Otro modo de educar es posible, pero no depende sólo de las condiciones externas. Depende, cuando se produce, de una decisión, de un modo de mirar y de tener la valentía de arriesgar, de incorporar otras miradas, otras perspectivas ─la de género, por ejemplo─ en la educación pública en todos sus niveles.
La mejora de la educación es posible, otra educación es posible. La educación que queremos es posible también, porque defender una escuela verdaderamente pública, inclusiva, coeducativa, ecologista, democrática, igualitaria, libertaria y laica, no sólo es posible, sino absolutamente necesario y se requiere del compromiso de todas y todos en su construcción, de la reflexión a la práctica. Hoy es más oportuno y necesario que nunca volver a resituar este derecho constitucional, así como los principios y fines que deben sustentarlo, para tomar de nuevo conciencia de la importancia de preservarlo como garante de la sociedad que defendemos.

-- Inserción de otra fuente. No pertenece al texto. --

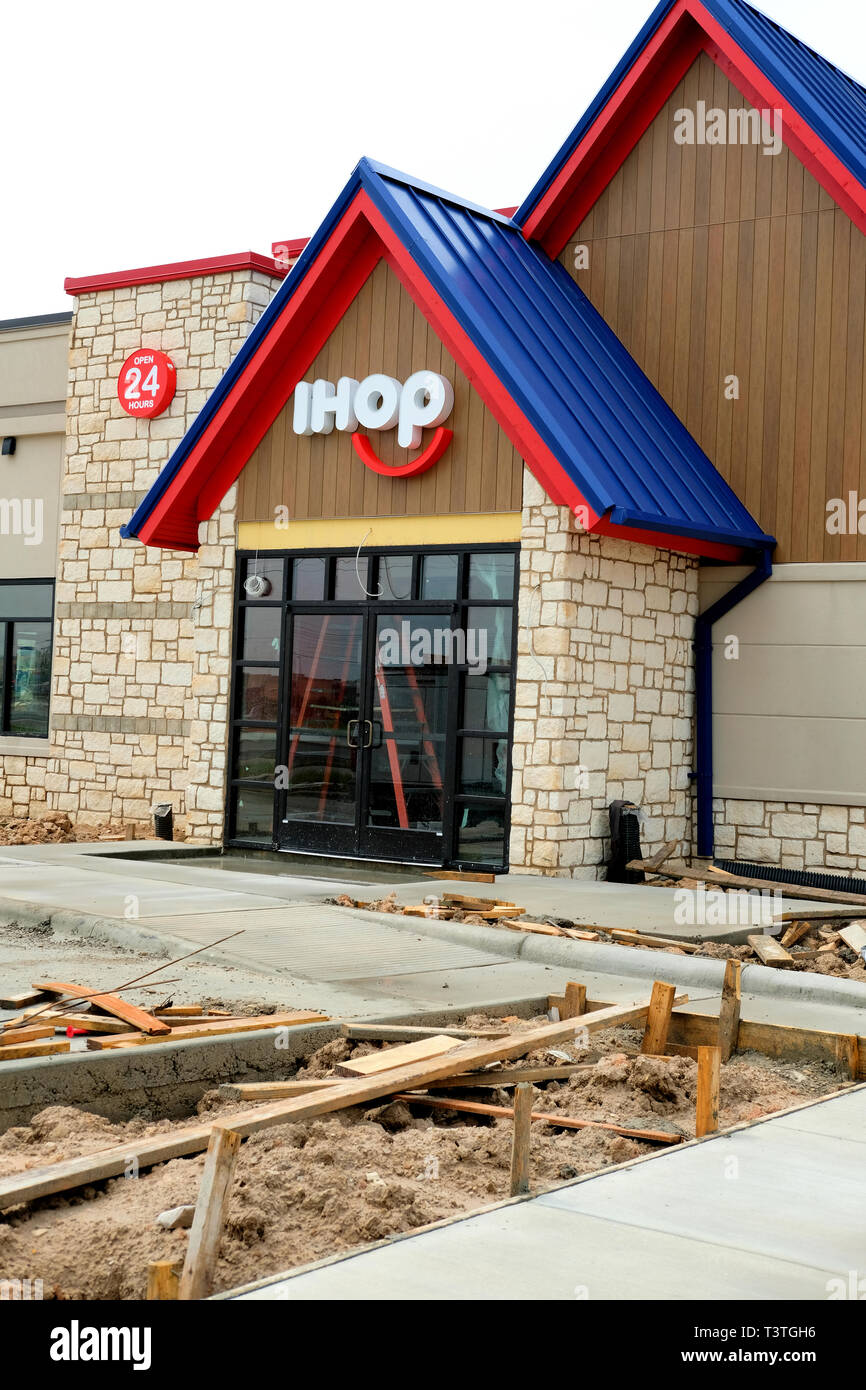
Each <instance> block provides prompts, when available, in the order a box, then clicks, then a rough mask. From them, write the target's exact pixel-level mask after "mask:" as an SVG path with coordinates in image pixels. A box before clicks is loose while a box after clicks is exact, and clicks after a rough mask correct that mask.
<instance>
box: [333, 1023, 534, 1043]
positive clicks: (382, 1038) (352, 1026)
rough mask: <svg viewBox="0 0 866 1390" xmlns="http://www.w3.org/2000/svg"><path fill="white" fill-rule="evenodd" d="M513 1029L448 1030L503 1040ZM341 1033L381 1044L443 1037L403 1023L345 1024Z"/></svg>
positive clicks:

La mejora continua del currículo educativo debe regirse con perspectiva de género y por los principios constitucionales de igualdad y de inclusión; éstos deben constituir un eficaz mecanismo de compensación de las desigualdades y procurar una oportunidad de aprendizaje real a cualquier alumno en todas sus diversidades. La participación de la comunidad educativa, docentes, familias y alumnado deben intervenir en el control y la gestión de centros.
La autonomía escolar debe estar en consonancia con el modelo educativo y con los centros educativos que necesitamos. Educar es una tarea cualificada que requiere de una mirada integral, incluyente, diversa y feminista. La inclusión educativa es una condición imprescindible para asegurar el derecho universal a la educación.
Los sistemas educativos tradicionales han sido modelos que perpetúan al patriarcado y contribuyen a dar sustento a las diversas formas de exclusión y discriminación de las niñas y las mujeres; generando desigualdad y patrones de estereotipos sobre el deber ser de roles tradicionales para niñas y niños que contribuyen con una mirada misógina y machista a situar a las mujeres en el espacio doméstico y a los hombres en el espacio público con capacidad de tomar decisiones sobre su cuerpo y sobre su vida. En ese sentido, las mujeres pasan a ser ciudadanas de segunda categoría al no poder incursionar en el espacio público y sobre todo, al no poder tomar decisiones sobre su cuerpo y sobre su vida.
Por eso, la educación que queremos es integral, con perspectiva de género, sin prejuicios y sin currículos ocultos. Los nuevos tiempos demandan nuevas políticas educativas.
La pandemia vino a demostrarnos la polarización de una sociedad dividida, racializada, discriminada y pobre. El nuevo pacto por la educación que queremos debe ser un pacto que se aleje del patriarcado, que revierta los deterioros sociales que impactan en la educación y que permita avances educativos y sociales a partir de un diálogo social con la participación de la comunidad educativa. La escuela pública debe ser garante de la igualdad y el derecho a una educación inclusiva y de calidad. Educar para la libertad debe ser el eje rector de todo pacto educativo. Educar con perspectiva de género en una escuela gratuita, inclusiva, laica, participativa y democrática debe ser el nuevo derrotero que dé rumbo a la educación que queremos.
Aprender a aprehender: a ser personas y a vivir con dignidad; a convivir como ciudadanas y ciudadanos del mundo, críticos, libres, justos y solidarios; a cuidar y defender el planeta y a ser autónomas y autónomos e independientes a partir de un conocimiento crítico de la realidad.
La educación que queremos implica un nuevo ser pensante, una niña y una mujer transformadora de su realidad. Eso, no menos, es la educación que queremos.